As the new chairman of the Municipal Assistance Corporation, I pointed out at our annual meeting that the Legislature had thwarted a well-conceived effort to cure the city's structural deficit, something that deeply concerns MAC. This was one of the few times that the Legislature had actually reduced aid that was proposed for New York City by the governor and enthusiastically supported by the mayor.

Now change approaches. Congress is proposing a block grant to states for the federal share of Medicaid. While there are several plans to do that, one thing is certain: New York will no longer be able to count on automatically increasing dollar-for-dollar federal support for its lavish Medicaid spending. The governor's fiscal 1997 budget proposes fully $1.1 billion in Medicaid cuts. Mayor Giuliani has already allocated $675 million in “entitlement savings” in his next budget, most of which will come from Medicaid.

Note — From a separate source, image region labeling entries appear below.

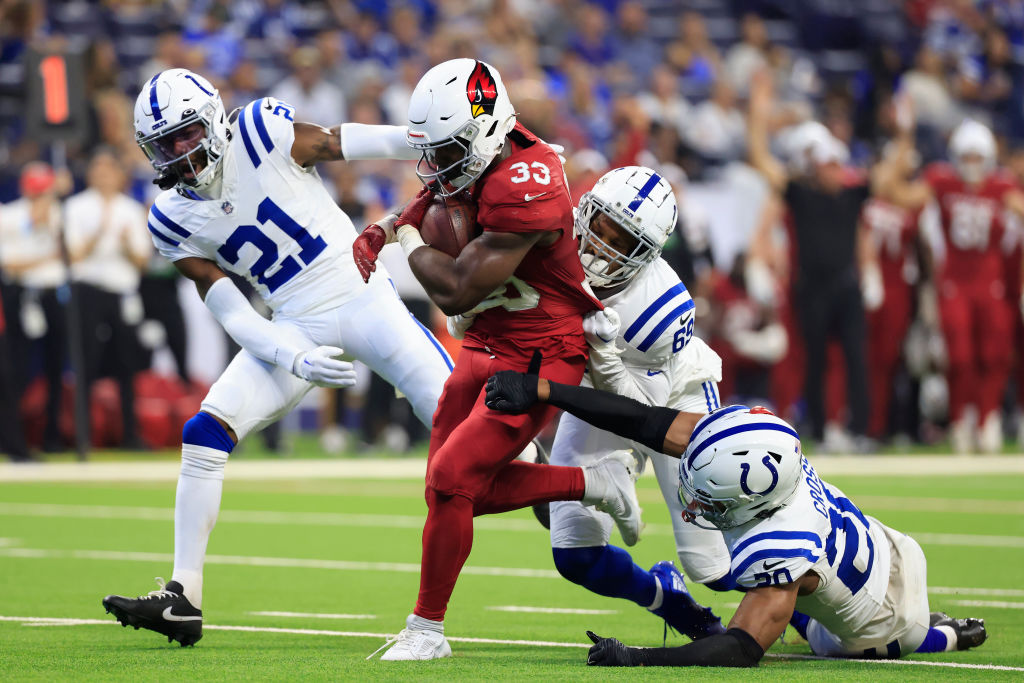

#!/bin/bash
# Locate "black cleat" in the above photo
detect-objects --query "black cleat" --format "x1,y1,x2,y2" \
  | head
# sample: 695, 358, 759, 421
928, 612, 988, 650
534, 438, 551, 529
103, 579, 203, 647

This time, with these budget changes impending, New Yorkers ought to learn what the intergovernmental Albany and New York City budget process is all about, and how Albany officials take credit for the programs they authorize while routinely sending the bill for them to the city taxpayer. Voters and journalists need to question why Medicaid providers and clients cannot trim back-not to some national average but just to the level of their peers in the very next tier of high-spending, high-service states. Finally, citizens and commentators must smoke out their state legislators and challenge them to support the governor’s and mayor’s aim of providing fiscal relief for New York City. Perhaps this will lay the groundwork for an eventual state assumption of the city’s (and the counties’) Medicaid expenses.

That could mean, in time, that the city’s structural deficit could be eliminated, which in turn would permanently improve the city's economy and the quality of life for city residents. All that's required is for the New York City establishment, and city voters, to demand the same treatment they would get if they were located in any normal state.